The Justice Department's release of the unredacted version of Rosenstein's so-called investigative scoping memo provided the first declarative evidence that Mueller was asked to investigate widely suspect allegations from Christopher Steele's opposition research conducted for the Clinton campaign and Democratic Party back in 2016.
Specifically, Rosenstein's memo instucted Mueller to investigate "allegations that Carter Page committed a crime or crimes by colluding with Russian government officials with respect to the Russian government's efforts to interfere with the 2016 election for President of the United States, in violation of United States law." Recently declassified evidence has shown that by the time that instruction was given, the FBI had:
- fired Steele as an informant for leaking;
- interviewed Steele's sub-source, who disputed information attributed to him;
- ascertained that allegations Steele had given the FBI specifically about Page were inaccurate and likely came from Russian intelligence sources as disinformation;
- been informed repeatedly by the CIA that Page was not a Russian stooge but, rather, a cooperating intelligence asset for the United States government.
Former House Intelligence Committee Chairman Devin Nunes, who long called for the release of the unredacted scoping memo, said Wednesday's development confirmed his worst suspicions. He accused prior officials of the Justice Department of unnecessarily hiding the evidence from Congress and the American people before Attorney General William Barr intervened.
“This information was redacted until now for one single reason — to hide the fact that false allegations from the Steele dossier were included in Mueller’s scoping memo," Nunes told Just the News. "In other words, a bunch of lies paid for by the Democrats were used to engineer the appointment of a Special Counsel to drag the Trump administration through the mud for years. The Russia collusion hoax was a disgrace, and we can’t let anything like it ever be repeated.”
The degree to which the FBI had discredited Steele's intelligence reporting on Page — including allegations he colluded with Russia — only came into focus with the December, 2019 release of DOJ Inspector General Michael Horowitz's report on FBI abuses of the FISA surveillance that targeted Page. In addition, just-declassified evidence showed the FBI had learned by February 2017 that Steele's information on Page was likely disinformation from Russian intelligence planted with Steele.

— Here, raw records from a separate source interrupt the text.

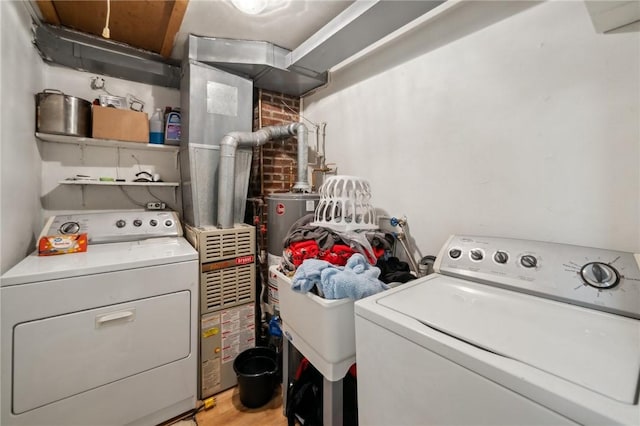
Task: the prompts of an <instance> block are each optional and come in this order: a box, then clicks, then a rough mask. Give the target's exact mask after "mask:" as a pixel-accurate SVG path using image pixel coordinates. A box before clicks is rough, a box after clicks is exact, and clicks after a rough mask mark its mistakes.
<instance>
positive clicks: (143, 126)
mask: <svg viewBox="0 0 640 426" xmlns="http://www.w3.org/2000/svg"><path fill="white" fill-rule="evenodd" d="M92 122H93V126H92V130H93V132H92V137H93V138H96V139H114V140H119V141H129V142H140V143H149V117H148V116H147V114H146V113H144V112H137V111H131V110H126V109H117V108H108V107H101V106H97V105H94V106H93V119H92Z"/></svg>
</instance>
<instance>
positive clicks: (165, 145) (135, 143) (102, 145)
mask: <svg viewBox="0 0 640 426" xmlns="http://www.w3.org/2000/svg"><path fill="white" fill-rule="evenodd" d="M36 138H38V139H40V140H41V141H44V142H55V143H67V144H73V145H79V146H101V147H109V148H127V149H138V150H149V151H165V152H176V153H177V152H178V151H179V150H180V147H179V146H175V145H164V144H151V143H147V144H145V143H139V142H126V141H116V140H112V139H94V138H85V137H81V136H67V135H54V134H51V133H39V132H36ZM120 183H122V182H120ZM154 185H155V183H154Z"/></svg>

"Most relevant to the Carter Page FISA applications, the specific substantive allegations contained in Reports 80, 94, 95, and 102, which were relied upon in all four FISA applications, remained uncorroborated and, in several instances, were inconsistent with information gathered by the team,” Horowitz wrote in debunking key allegations against Page.

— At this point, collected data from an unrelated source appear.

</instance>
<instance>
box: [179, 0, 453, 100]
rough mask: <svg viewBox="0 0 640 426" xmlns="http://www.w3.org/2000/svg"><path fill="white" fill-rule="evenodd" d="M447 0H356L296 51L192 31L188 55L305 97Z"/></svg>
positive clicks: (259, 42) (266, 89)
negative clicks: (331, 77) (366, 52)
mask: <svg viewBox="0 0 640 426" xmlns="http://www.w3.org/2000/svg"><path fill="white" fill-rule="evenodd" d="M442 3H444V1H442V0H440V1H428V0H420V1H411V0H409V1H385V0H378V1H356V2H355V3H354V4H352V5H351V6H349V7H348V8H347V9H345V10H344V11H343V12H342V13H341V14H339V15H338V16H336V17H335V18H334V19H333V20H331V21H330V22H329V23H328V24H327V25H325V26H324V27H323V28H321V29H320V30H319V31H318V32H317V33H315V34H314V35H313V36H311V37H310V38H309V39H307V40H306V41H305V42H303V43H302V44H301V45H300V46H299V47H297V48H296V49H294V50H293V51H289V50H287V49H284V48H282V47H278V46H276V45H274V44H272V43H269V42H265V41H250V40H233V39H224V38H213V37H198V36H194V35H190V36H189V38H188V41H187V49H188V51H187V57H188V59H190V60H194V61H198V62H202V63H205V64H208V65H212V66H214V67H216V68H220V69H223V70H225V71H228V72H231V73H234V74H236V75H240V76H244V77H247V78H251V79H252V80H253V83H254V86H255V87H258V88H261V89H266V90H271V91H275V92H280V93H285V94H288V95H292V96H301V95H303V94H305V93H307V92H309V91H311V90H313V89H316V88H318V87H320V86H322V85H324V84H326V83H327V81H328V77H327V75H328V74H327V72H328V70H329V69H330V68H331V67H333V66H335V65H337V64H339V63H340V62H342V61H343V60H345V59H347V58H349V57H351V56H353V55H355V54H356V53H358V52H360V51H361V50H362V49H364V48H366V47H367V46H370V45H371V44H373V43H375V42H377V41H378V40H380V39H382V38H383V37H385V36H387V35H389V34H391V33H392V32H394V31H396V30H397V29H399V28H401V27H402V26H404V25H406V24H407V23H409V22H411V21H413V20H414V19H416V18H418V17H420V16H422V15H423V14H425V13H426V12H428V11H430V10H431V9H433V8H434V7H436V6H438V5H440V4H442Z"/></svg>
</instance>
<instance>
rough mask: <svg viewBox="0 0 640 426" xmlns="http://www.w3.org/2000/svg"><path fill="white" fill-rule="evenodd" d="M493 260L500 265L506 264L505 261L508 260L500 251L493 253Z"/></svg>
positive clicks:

More recently, declassified footnotes made clear that Steele's claim that Page had met back in 2016 with a senior Russian named Igor Sechin and been offered a lucrative finder's fee had been debunked by the FBI by February 2017 — months before Mueller was appointed. In fact, Steele's own source challenged the veracity of the information attributed to him inside the dossier.
“The Primary Sub-source told the FBI that one of his/her sub-sources furnished information for that part of Report 134 through a text message, but said that the sub-source never stated that Sechin had offered a brokerage interest to Page,” Horowitz reported.

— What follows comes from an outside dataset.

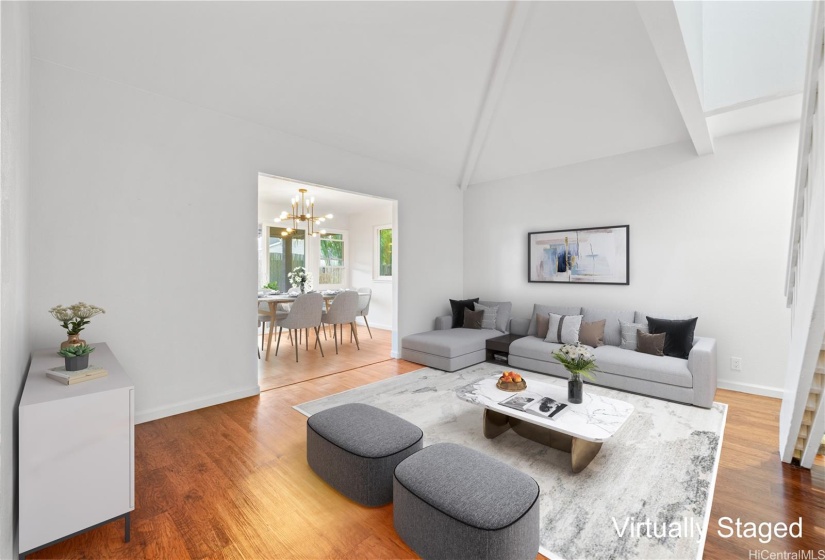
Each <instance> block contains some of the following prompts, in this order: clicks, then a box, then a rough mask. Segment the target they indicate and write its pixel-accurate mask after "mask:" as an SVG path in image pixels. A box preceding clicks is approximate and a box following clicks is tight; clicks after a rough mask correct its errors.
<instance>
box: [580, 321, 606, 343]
mask: <svg viewBox="0 0 825 560" xmlns="http://www.w3.org/2000/svg"><path fill="white" fill-rule="evenodd" d="M606 322H607V321H606V320H605V319H602V320H601V321H593V322H592V323H582V328H580V329H579V342H581V343H582V344H585V345H587V346H590V347H592V348H598V347H599V346H604V325H605V323H606Z"/></svg>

“The Primary Sub-Source also told the FBI at these interviews that the sub-source who provided the information about the Carter Page-Sechin meeting had connections to Russian Intelligence Services (RIS),” he added.
Horowitz's footnotes also made clear that the allegations about Page had only come from Steele and had not been substantiated anywhere else by the time Mueller was named.
“We found that the FBI did not have information corroborating the specific allegations against Carter Page in Steele’s reporting when it relied upon his reports in the first FISA application or subsequent renewal applications,” Horowitz wrote.